Given the name of an entity, the GKG meta cartridge (MC) uses the Google Knowledge Graph Search API to search the Google Knowledge Graph for matching entities. Matching entities' descriptions are returned as Linked Data.

The GKG MC relies on the committed output of 'content' MCs which precede it in the Sponger's meta cartridge queue. The content MCs perform NER on the input content, identifying people, places, organizations etc, all expressed as virtrdfmec: 'meta entity' classes (see graph <http://www.openlinksw.com/schemas/virtrdf-meta-entity-class>), and which also act as inference base classes for collecting similar classes emitted by extractor cartridges (e.g. foaf:Person, dbpedia-owl:Person).

The GKG MC gathers named entities identified by NER/NLP content MCs, and performs entity linking against the GKG, using the label of the virtrdfmec entity for the GKG Search API query string.

The GKG meta cartridge is a 'preprocess' MC. The output of the preprocessing MCs is committed before the remaining MCs in the meta cartridge queue are invoked. The latter may make use of the output emitted by the 'content' or 'preprocess' MCs.

API Key

The cartridge requires a Google API key, as describe in Knowledge Graph Search API - Prerequisites. The Knowledge Graph Search API must be enabled in the Google Developers Console and the API key created through the API Manager's Credentials page.

Enter the Google API key in the 'API Key' field of the cartridge's options, displayed by selecting the cartridge from the list under Conductor's Meta Cartridges tab (reachable by navigating via the Conductor UI's links 'Linked Data' > 'Sponger' > 'Meta Cartridges').

Cartridge options

max-entities:

Limits the number of entities returned by the GKG search API. The default value of 1 returns the closest GKG match.

min-score:

Only return matching GKG entities with a resultScore greater than or equal to min-score.

match-entity-type:

Only return entities with a type of http://schema.org/{match-entity-type} e.g. Person, Organization, Country etc. A match-entity-type of '*' returns all matching entities, irrespective of their type.

Output

GKG entities have a corresponding Wikipedia entry. These are exposed directly from the cartridge's topic entity through schema:mentions.

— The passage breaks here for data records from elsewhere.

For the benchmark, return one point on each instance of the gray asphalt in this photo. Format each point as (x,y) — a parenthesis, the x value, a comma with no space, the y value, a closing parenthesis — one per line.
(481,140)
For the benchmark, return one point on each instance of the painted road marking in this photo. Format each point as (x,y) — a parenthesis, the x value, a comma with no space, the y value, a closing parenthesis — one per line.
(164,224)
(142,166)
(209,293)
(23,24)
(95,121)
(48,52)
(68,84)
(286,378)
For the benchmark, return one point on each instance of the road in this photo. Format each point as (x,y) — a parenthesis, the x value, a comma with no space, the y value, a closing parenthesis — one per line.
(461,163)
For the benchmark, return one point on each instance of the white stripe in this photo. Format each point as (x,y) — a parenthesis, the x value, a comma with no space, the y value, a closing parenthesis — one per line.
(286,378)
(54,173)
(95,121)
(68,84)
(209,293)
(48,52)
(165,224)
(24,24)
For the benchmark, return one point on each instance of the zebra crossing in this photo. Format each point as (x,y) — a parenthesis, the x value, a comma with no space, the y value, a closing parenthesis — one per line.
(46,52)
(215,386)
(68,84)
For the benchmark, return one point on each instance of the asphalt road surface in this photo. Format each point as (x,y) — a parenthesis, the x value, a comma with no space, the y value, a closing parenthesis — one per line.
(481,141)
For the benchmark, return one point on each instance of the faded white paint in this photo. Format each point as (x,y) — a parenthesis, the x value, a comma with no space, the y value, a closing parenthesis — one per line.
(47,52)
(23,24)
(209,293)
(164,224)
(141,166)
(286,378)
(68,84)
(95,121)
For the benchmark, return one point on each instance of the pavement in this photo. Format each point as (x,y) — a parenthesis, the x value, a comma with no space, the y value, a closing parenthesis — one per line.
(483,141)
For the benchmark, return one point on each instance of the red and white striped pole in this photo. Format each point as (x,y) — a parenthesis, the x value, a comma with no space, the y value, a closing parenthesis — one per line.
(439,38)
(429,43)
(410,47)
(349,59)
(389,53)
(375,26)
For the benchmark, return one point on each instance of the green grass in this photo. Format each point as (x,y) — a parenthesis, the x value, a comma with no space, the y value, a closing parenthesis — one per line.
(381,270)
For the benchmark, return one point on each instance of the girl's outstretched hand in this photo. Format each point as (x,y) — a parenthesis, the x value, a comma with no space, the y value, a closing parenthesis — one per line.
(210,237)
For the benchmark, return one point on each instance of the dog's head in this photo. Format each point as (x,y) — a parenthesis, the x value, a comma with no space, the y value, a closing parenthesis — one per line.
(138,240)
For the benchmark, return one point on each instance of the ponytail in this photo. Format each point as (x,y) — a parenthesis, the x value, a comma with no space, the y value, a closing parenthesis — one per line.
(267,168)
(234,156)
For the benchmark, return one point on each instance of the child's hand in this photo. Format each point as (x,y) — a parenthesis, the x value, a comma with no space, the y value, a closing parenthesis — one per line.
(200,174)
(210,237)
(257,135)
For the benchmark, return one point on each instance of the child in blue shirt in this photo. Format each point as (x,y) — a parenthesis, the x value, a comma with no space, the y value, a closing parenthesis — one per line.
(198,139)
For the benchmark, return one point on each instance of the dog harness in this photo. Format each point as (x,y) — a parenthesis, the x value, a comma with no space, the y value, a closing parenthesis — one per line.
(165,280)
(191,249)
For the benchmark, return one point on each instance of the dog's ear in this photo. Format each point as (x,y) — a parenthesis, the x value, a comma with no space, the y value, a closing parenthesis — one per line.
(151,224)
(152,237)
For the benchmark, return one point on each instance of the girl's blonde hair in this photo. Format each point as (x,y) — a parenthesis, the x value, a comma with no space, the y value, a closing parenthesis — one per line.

GKG entities returned by the cartridge are exposed via skos:related. These annotations are described in terms of the Fusepool Annotation Model (FAM). Each annotation has only a body, not a target. A target cannot be provided as this is not an NER meta cartridge. It relies on preceding NER/NLP meta cartridges, higher in the meta cartridge chain, to identify named entities from the source content. The locations of the entity mentions in the source content are unknown to this meta cartridge, so an annotation target isn't created. c.f. the Babelfy meta cartridge, which is an NER meta cartridge and which creates an annotation target.

GKG entities are assigned two types, a schema.org type and a mirroring virtrdfmec type. Mirroring schema.org types as virtrdfmec types allows meta cartridges further down the meta cartridge chain to consume the identified named entities. i.e. to ensure they are included in searches of the data source graph by the 'URL' or 'keyword' MCs, in the next stage of the meta cartridge queue. These URL or keyword meta cartridges search the source graph for specific virtrdfmec types on which to perform further processing. e.g. The LinkedIn meta cartridge searches for virtrdfmec:Person, virtrdfmec:Company and virtrdfmec:Organization instances for lookups. The OpenCorporates meta cartridge searches for virtrdfmec:Organization instances.